In the Criminal Code, harassment is defined to include conduct in which a defendant, "with purpose to harass another[,] . . . [m]akes, or causes to be made, a communication or communications anonymously or at extremely inconvenient hours, or in offensively coarse language, or any other manner likely to cause annoyance or alarm." N.J.S.A. 2C:33-4(a) (emphasis added); see also J.D. v. M.D.F., 207 N.J. 458, 477 (2011). Annoyance is understood to mean "to disturb, irritate, or bother." Ibid. Alternatively, harassment is defined as conduct in which a defendant "[e]ngages in any other course of alarming conduct or of repeatedly committed acts with purpose to alarm or seriously annoy such other person." N.J.S.A. 2C:33-4(c) (emphasis added).

A defendant commits harassment when "act[ing] with the purpose of harassing the victim." D.M.R. v. M.K.G., 467 N.J. Super. 308, 323 (App.

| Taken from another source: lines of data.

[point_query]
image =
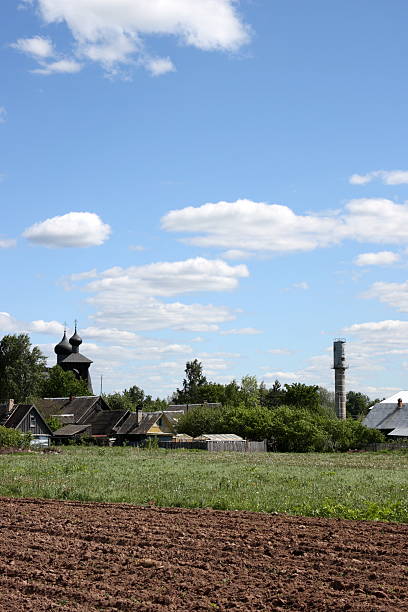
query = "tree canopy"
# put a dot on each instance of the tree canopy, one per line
(22, 368)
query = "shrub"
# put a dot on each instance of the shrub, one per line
(11, 438)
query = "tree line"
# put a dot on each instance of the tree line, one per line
(294, 416)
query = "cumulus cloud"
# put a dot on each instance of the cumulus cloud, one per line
(160, 65)
(152, 314)
(42, 50)
(243, 331)
(382, 258)
(112, 32)
(7, 243)
(388, 177)
(38, 47)
(392, 294)
(259, 227)
(75, 229)
(126, 298)
(63, 66)
(169, 278)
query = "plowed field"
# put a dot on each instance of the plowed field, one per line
(86, 556)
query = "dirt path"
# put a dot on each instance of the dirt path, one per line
(82, 556)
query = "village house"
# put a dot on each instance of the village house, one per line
(390, 416)
(26, 419)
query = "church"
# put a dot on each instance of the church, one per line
(70, 359)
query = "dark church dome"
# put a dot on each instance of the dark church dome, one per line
(75, 341)
(63, 347)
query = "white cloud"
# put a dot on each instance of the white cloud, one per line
(393, 294)
(42, 50)
(388, 177)
(244, 331)
(7, 243)
(303, 285)
(259, 227)
(63, 66)
(126, 298)
(75, 229)
(169, 278)
(160, 65)
(382, 258)
(112, 32)
(38, 47)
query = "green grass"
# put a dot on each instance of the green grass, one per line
(357, 485)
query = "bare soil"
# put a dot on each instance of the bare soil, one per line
(85, 556)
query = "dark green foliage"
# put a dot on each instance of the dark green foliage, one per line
(11, 438)
(299, 395)
(60, 383)
(194, 380)
(53, 423)
(273, 397)
(357, 404)
(22, 368)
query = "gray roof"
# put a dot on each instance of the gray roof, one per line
(78, 406)
(400, 432)
(20, 412)
(387, 416)
(188, 407)
(72, 430)
(76, 358)
(130, 422)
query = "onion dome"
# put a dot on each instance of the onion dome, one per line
(63, 348)
(75, 341)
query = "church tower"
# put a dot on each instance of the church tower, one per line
(70, 359)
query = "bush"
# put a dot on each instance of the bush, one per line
(11, 438)
(290, 428)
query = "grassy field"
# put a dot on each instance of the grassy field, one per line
(355, 485)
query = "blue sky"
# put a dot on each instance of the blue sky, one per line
(208, 179)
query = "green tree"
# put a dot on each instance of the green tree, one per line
(302, 396)
(357, 404)
(194, 380)
(22, 368)
(249, 390)
(59, 383)
(273, 397)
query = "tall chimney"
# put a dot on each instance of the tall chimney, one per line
(340, 366)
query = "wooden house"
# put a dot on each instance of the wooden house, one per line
(26, 419)
(160, 425)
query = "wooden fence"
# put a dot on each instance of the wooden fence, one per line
(243, 446)
(377, 446)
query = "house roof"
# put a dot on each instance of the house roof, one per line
(220, 438)
(385, 415)
(78, 406)
(103, 423)
(71, 430)
(148, 420)
(400, 432)
(129, 423)
(20, 412)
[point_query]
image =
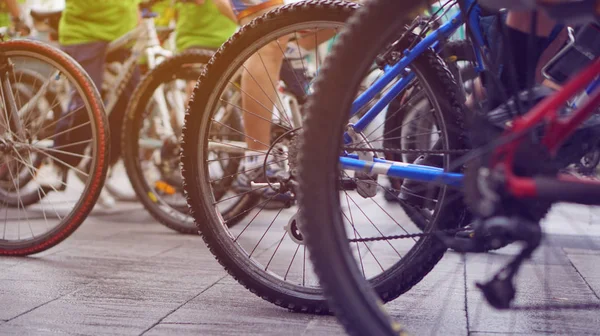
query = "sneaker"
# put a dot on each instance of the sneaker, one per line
(51, 177)
(278, 200)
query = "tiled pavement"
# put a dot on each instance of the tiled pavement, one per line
(123, 274)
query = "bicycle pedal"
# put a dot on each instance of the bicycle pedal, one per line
(499, 293)
(165, 188)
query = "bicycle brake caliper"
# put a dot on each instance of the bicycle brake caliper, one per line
(366, 183)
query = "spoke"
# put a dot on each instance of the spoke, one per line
(264, 234)
(248, 210)
(304, 267)
(234, 158)
(63, 132)
(62, 162)
(256, 115)
(19, 205)
(291, 263)
(253, 218)
(243, 134)
(31, 170)
(63, 117)
(263, 91)
(362, 266)
(409, 103)
(276, 248)
(245, 171)
(375, 226)
(367, 246)
(283, 114)
(67, 145)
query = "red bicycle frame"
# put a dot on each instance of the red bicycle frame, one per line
(561, 188)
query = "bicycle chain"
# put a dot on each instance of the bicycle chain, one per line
(408, 151)
(408, 236)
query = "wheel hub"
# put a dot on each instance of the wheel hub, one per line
(294, 231)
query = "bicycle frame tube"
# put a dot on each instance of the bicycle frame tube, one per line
(398, 169)
(561, 189)
(403, 170)
(431, 41)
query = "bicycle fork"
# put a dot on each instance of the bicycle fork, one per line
(11, 113)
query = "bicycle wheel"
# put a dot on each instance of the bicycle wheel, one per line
(151, 133)
(62, 207)
(263, 251)
(324, 222)
(28, 89)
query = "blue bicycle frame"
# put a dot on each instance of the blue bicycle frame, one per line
(398, 169)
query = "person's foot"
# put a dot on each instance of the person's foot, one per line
(51, 177)
(417, 193)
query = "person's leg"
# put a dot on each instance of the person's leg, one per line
(115, 117)
(91, 57)
(72, 133)
(259, 83)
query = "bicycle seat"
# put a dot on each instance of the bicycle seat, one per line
(46, 15)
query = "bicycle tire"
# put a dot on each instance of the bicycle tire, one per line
(255, 279)
(355, 302)
(166, 71)
(98, 170)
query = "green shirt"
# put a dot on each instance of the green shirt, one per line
(5, 20)
(85, 21)
(202, 26)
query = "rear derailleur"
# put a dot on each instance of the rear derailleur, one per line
(499, 222)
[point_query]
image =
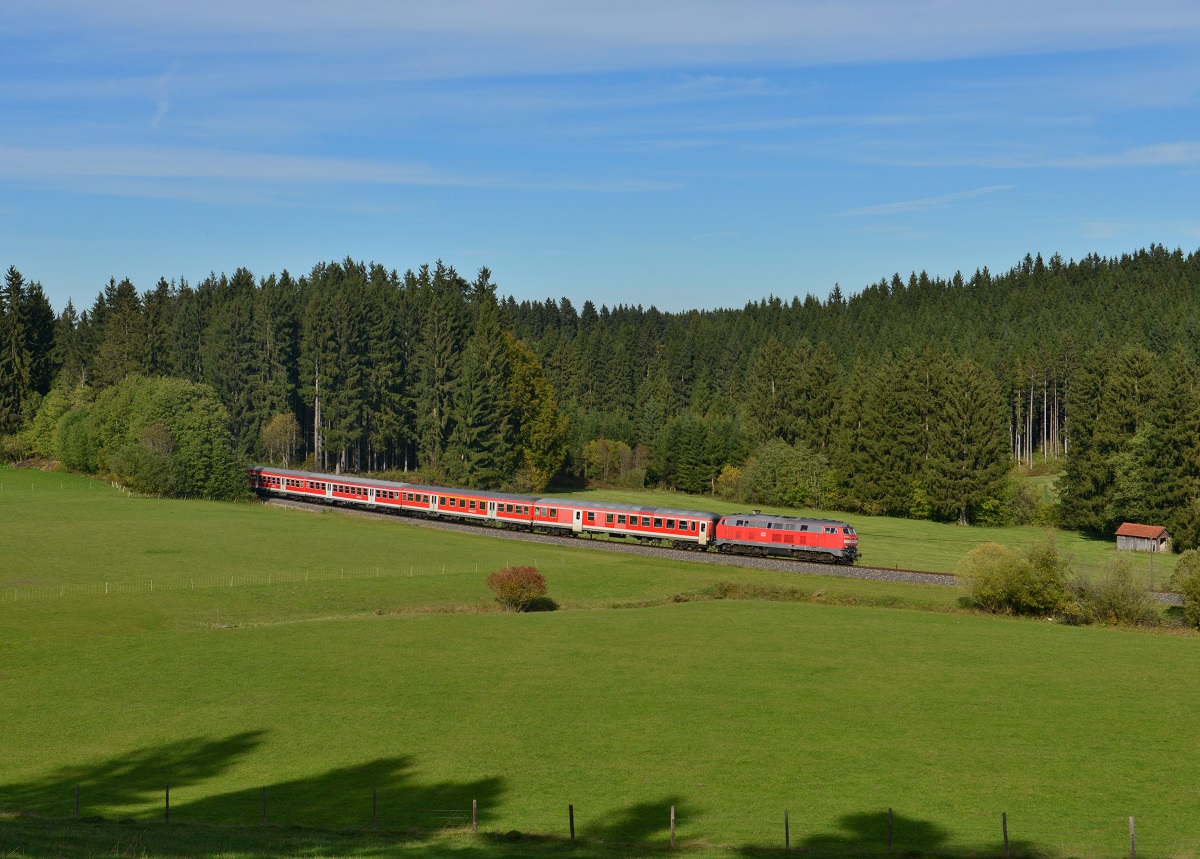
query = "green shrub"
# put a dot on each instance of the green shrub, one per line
(1186, 580)
(1002, 582)
(517, 588)
(1116, 599)
(631, 479)
(156, 436)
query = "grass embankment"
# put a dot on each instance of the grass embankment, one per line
(918, 545)
(730, 710)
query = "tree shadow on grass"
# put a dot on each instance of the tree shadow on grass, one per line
(865, 834)
(132, 779)
(381, 793)
(378, 793)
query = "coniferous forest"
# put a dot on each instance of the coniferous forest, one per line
(918, 396)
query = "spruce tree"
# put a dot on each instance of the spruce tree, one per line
(969, 458)
(15, 356)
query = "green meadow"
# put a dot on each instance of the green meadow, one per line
(390, 674)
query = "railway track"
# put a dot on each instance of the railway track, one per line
(875, 574)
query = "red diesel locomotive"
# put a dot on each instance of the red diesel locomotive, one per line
(755, 534)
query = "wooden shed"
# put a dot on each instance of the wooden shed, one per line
(1144, 538)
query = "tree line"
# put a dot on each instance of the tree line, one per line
(916, 396)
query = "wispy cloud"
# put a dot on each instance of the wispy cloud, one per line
(456, 37)
(148, 164)
(923, 204)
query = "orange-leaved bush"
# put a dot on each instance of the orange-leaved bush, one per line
(517, 588)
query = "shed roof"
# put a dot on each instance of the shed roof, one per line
(1145, 532)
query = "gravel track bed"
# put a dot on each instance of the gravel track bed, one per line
(874, 574)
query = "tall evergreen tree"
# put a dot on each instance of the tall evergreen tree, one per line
(969, 460)
(15, 356)
(773, 398)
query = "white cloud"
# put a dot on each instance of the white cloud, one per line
(922, 204)
(189, 174)
(472, 37)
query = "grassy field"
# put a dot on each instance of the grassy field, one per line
(409, 684)
(916, 545)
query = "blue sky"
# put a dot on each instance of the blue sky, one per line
(678, 154)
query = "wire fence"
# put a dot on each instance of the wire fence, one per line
(19, 593)
(880, 832)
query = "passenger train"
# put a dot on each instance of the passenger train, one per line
(750, 534)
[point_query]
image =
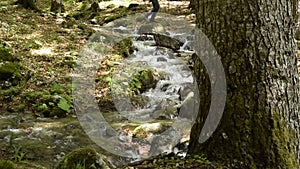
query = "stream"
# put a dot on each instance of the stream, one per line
(134, 132)
(164, 120)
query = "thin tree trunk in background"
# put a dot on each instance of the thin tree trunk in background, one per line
(260, 124)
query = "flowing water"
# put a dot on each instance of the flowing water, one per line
(156, 126)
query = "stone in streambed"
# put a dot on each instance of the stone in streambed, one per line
(167, 41)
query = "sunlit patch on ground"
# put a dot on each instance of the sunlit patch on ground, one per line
(43, 51)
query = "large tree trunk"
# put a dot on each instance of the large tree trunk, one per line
(260, 124)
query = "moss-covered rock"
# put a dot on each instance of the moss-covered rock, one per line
(168, 42)
(57, 7)
(5, 54)
(125, 47)
(28, 4)
(82, 157)
(152, 27)
(9, 70)
(144, 80)
(6, 164)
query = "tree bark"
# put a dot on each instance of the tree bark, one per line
(260, 124)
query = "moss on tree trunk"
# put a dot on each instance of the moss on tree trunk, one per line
(260, 124)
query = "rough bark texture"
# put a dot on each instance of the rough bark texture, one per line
(260, 124)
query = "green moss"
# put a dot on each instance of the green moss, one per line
(125, 47)
(9, 93)
(9, 70)
(6, 164)
(86, 157)
(5, 54)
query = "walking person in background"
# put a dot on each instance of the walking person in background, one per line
(153, 11)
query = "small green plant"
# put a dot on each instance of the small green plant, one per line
(6, 164)
(18, 154)
(55, 101)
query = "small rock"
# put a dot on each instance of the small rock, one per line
(166, 41)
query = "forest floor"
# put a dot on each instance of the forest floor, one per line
(46, 46)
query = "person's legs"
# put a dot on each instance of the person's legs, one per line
(154, 9)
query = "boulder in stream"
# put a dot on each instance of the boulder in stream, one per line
(167, 41)
(125, 47)
(151, 27)
(82, 157)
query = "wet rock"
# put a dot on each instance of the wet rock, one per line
(144, 38)
(125, 47)
(5, 54)
(161, 59)
(166, 41)
(82, 157)
(132, 6)
(57, 7)
(190, 102)
(6, 164)
(147, 130)
(165, 110)
(9, 70)
(150, 28)
(145, 80)
(165, 142)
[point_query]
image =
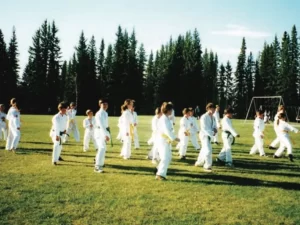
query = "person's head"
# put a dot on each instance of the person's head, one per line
(103, 103)
(89, 113)
(62, 108)
(228, 112)
(166, 109)
(210, 108)
(260, 114)
(72, 105)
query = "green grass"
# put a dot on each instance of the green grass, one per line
(257, 191)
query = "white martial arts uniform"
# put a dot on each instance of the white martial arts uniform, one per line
(59, 123)
(101, 132)
(3, 127)
(135, 134)
(72, 125)
(127, 131)
(89, 125)
(207, 127)
(14, 134)
(165, 136)
(183, 134)
(228, 133)
(259, 127)
(194, 132)
(283, 130)
(216, 116)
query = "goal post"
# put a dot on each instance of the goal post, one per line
(257, 98)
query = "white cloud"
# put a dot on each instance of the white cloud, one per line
(234, 30)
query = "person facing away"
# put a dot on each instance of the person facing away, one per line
(89, 124)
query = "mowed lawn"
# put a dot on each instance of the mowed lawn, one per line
(257, 191)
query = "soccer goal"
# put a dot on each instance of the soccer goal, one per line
(268, 104)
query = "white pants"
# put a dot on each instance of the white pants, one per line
(13, 138)
(165, 154)
(57, 147)
(258, 146)
(88, 136)
(194, 140)
(285, 142)
(225, 154)
(184, 140)
(126, 149)
(72, 128)
(205, 155)
(136, 138)
(100, 156)
(276, 141)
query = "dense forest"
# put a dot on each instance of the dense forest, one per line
(181, 71)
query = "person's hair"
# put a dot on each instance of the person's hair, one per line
(281, 116)
(88, 112)
(210, 106)
(157, 110)
(166, 107)
(62, 105)
(125, 105)
(228, 111)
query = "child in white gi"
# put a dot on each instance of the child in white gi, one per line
(59, 123)
(228, 136)
(89, 124)
(72, 124)
(259, 127)
(283, 129)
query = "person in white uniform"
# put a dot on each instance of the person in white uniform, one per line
(89, 124)
(59, 123)
(258, 134)
(283, 129)
(72, 124)
(208, 130)
(276, 141)
(228, 137)
(184, 133)
(135, 133)
(195, 130)
(14, 124)
(102, 135)
(218, 124)
(127, 128)
(165, 136)
(3, 126)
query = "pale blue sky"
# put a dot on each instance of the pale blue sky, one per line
(221, 24)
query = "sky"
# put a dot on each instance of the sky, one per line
(221, 24)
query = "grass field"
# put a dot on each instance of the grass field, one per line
(257, 191)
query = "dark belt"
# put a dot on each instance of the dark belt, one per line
(228, 135)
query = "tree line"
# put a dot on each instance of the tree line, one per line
(181, 71)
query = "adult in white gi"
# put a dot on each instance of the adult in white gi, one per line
(218, 124)
(184, 133)
(194, 130)
(283, 130)
(127, 128)
(165, 136)
(135, 134)
(14, 124)
(102, 135)
(228, 136)
(72, 124)
(273, 145)
(59, 123)
(258, 134)
(3, 127)
(207, 132)
(89, 125)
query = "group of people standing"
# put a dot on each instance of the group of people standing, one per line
(163, 133)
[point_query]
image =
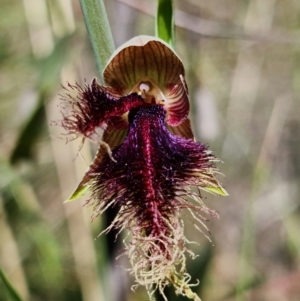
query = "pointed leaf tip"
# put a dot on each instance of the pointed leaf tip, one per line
(216, 190)
(78, 192)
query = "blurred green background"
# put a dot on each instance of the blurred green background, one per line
(243, 71)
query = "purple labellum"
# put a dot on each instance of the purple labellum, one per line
(148, 166)
(149, 181)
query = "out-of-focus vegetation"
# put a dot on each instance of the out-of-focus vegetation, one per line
(243, 71)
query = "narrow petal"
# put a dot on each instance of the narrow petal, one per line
(184, 129)
(95, 106)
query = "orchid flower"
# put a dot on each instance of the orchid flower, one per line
(149, 165)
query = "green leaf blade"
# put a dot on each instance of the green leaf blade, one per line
(99, 32)
(165, 21)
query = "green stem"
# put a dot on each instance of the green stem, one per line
(12, 292)
(164, 25)
(98, 28)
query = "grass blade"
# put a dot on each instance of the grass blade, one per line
(99, 31)
(164, 25)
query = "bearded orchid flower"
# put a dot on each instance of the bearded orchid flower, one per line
(148, 165)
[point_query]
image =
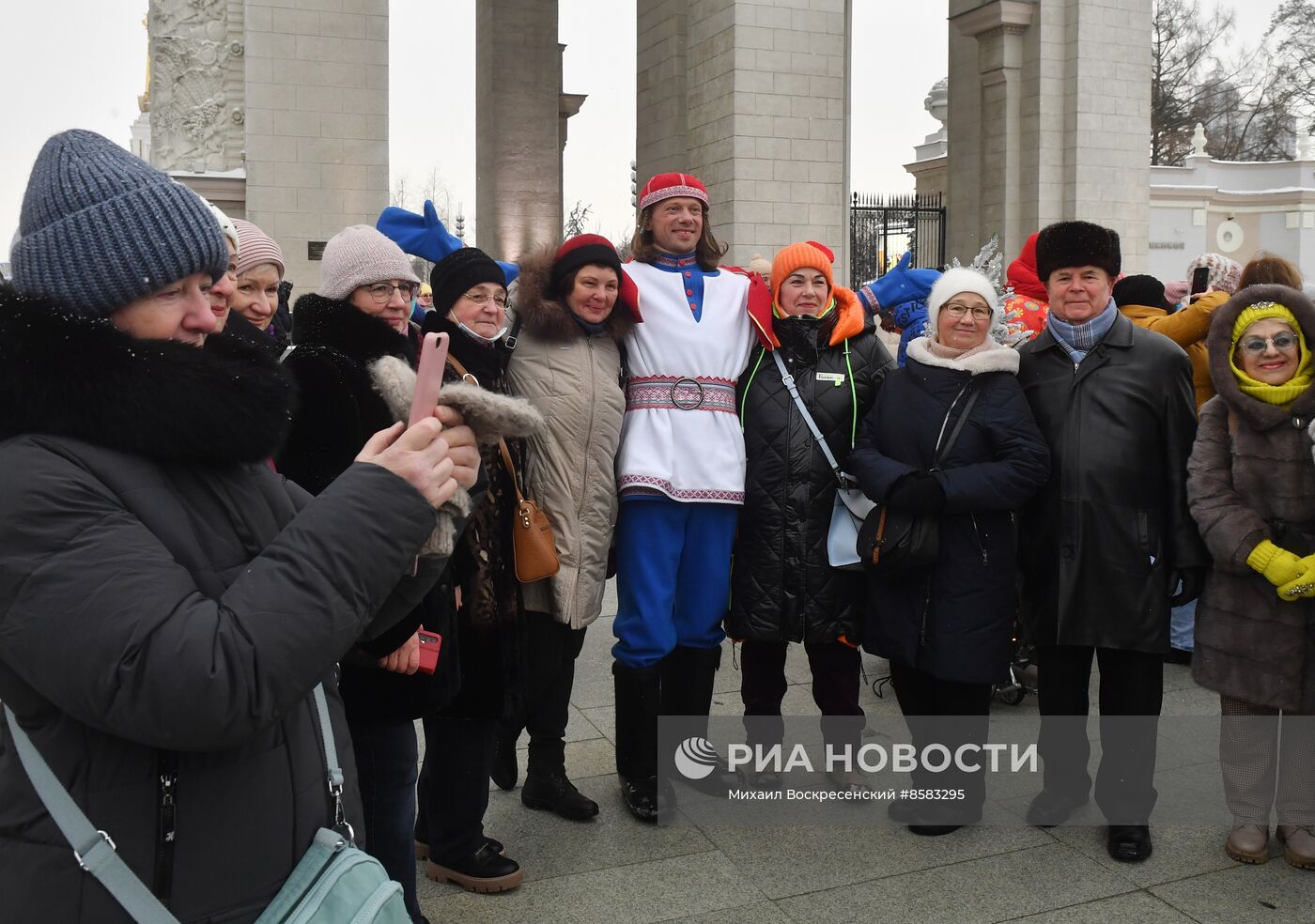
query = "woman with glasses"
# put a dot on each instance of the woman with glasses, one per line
(947, 630)
(345, 338)
(1251, 486)
(470, 306)
(255, 286)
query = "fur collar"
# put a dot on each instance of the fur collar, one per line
(1219, 339)
(548, 318)
(170, 401)
(997, 359)
(342, 326)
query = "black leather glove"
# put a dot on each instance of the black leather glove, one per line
(917, 490)
(1193, 579)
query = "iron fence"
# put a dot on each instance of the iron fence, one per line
(883, 227)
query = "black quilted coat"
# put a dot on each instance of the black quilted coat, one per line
(782, 589)
(167, 602)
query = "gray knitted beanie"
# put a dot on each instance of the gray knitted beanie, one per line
(359, 255)
(101, 227)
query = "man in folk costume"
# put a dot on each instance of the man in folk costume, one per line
(680, 472)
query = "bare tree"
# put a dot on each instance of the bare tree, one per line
(1183, 54)
(575, 221)
(1248, 102)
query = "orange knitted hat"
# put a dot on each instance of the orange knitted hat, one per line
(797, 256)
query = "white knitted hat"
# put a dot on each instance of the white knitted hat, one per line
(359, 255)
(960, 279)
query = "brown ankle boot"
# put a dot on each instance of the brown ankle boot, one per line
(1248, 842)
(1298, 842)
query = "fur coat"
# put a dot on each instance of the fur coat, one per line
(574, 378)
(357, 377)
(1243, 486)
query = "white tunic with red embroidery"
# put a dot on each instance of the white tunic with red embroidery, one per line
(681, 436)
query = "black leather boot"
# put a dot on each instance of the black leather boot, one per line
(638, 696)
(558, 794)
(503, 770)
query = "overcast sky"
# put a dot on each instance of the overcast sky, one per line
(81, 63)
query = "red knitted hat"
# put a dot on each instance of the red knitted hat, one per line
(585, 250)
(666, 186)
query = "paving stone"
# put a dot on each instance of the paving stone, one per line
(763, 913)
(796, 860)
(990, 888)
(549, 847)
(659, 890)
(1273, 894)
(1131, 908)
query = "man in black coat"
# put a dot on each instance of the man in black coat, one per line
(1110, 545)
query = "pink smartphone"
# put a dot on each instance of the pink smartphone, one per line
(429, 378)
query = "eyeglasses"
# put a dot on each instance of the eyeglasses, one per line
(383, 292)
(1258, 345)
(956, 311)
(482, 299)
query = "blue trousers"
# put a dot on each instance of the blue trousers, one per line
(673, 578)
(385, 768)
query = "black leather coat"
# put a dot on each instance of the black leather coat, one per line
(1104, 540)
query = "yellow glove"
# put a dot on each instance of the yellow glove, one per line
(1278, 565)
(1302, 585)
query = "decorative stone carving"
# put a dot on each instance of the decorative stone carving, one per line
(937, 100)
(196, 91)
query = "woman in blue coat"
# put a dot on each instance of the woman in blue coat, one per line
(947, 630)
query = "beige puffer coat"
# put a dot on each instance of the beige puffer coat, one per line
(575, 381)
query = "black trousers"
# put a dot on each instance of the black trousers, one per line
(835, 690)
(952, 714)
(552, 651)
(454, 786)
(1130, 697)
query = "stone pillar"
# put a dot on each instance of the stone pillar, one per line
(316, 124)
(519, 118)
(1049, 117)
(753, 100)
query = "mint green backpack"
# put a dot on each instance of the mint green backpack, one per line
(334, 882)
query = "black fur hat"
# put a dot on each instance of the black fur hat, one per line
(1075, 243)
(1141, 289)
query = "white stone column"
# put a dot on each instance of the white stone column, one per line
(316, 122)
(752, 99)
(518, 122)
(1049, 120)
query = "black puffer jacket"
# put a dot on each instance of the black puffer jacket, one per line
(167, 604)
(341, 408)
(490, 618)
(782, 589)
(953, 622)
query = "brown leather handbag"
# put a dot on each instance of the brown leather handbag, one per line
(533, 545)
(534, 549)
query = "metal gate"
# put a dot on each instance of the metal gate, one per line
(883, 227)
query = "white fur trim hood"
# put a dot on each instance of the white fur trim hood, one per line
(997, 359)
(490, 416)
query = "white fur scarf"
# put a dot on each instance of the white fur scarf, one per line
(490, 416)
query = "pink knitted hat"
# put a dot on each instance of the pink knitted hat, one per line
(255, 247)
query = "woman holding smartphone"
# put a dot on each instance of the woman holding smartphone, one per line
(354, 347)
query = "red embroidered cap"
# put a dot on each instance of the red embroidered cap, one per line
(667, 186)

Div. 2021) (emphasis added). "'A finding of purpose to harass may be inferred from the evidence presented' and from common sense and experience." Ibid. (quoting H.E.S. v. J.C.S., 175 N.J. 309, 327 (2003)). "Although a purpose to harass can be inferred from a history between the parties, that finding must be supported *11 by some evidence that the actor's conscious object was to alarm or annoy; mere awareness that someone might be alarmed or annoyed is insufficient." J.D., 207 N.J. at 487. A judge must consider "the totality of the circumstances to determine whether the harassment statute has been violated." H.E.S., 175 N.J. at 326 (quoting Cesare, 154 N.J. at 404). A single harassing communication may suffice under the Act. State v. Hoffman, 149 N.J. 564, 580 (1997) (emphasis added); see also C.C. v. J.A.H., 463 N.J. Super. 419, 434-35 (App. Div. 2020).

The trial court had more than ample grounds to find defendant committed multiple acts of harassment of plaintiff after their dating relationship ended. We adopt Judge Bernardin's well-supported findings on this first prong. The persisting unwanted communications by defendant, after being firmly told by plaintiff to cease them, were manifestly intended to "cause annoyance or alarm." N.J.S.A. 2C:33-4(a). Although defendant professed benign intentions, his actual words and conduct easily support an inference that he intentionally wanted to cause plaintiff to be upset and alarmed. We have nothing to add to the judge's astute observations.

As for the second prong of Silver, the judge also had more than sufficient evidence to support a finding of a future need for restraints. The judge found *12 plaintiff credibly testified why she was fearful of defendant and needed the law's protection. Again, we incorporate by reference the judge's analysis.

In sum, there is no basis to set aside the judge's well-reasoned and evidentially supported determinations.

Affirmed.

[1] We use initials in this domestic violence appeal to protect the complainant's identity. R. 1:38-3(d)(9); N.J.S.A. 2A:25-33.

Case Details

Case Name: B.B. v. A.M.-l.
Court Name: New Jersey Superior Court Appellate Division
Date Published: Jun 6, 2025
Docket Number: A-3044-23
Court Abbreviation: N.J. Super. Ct. App. Div.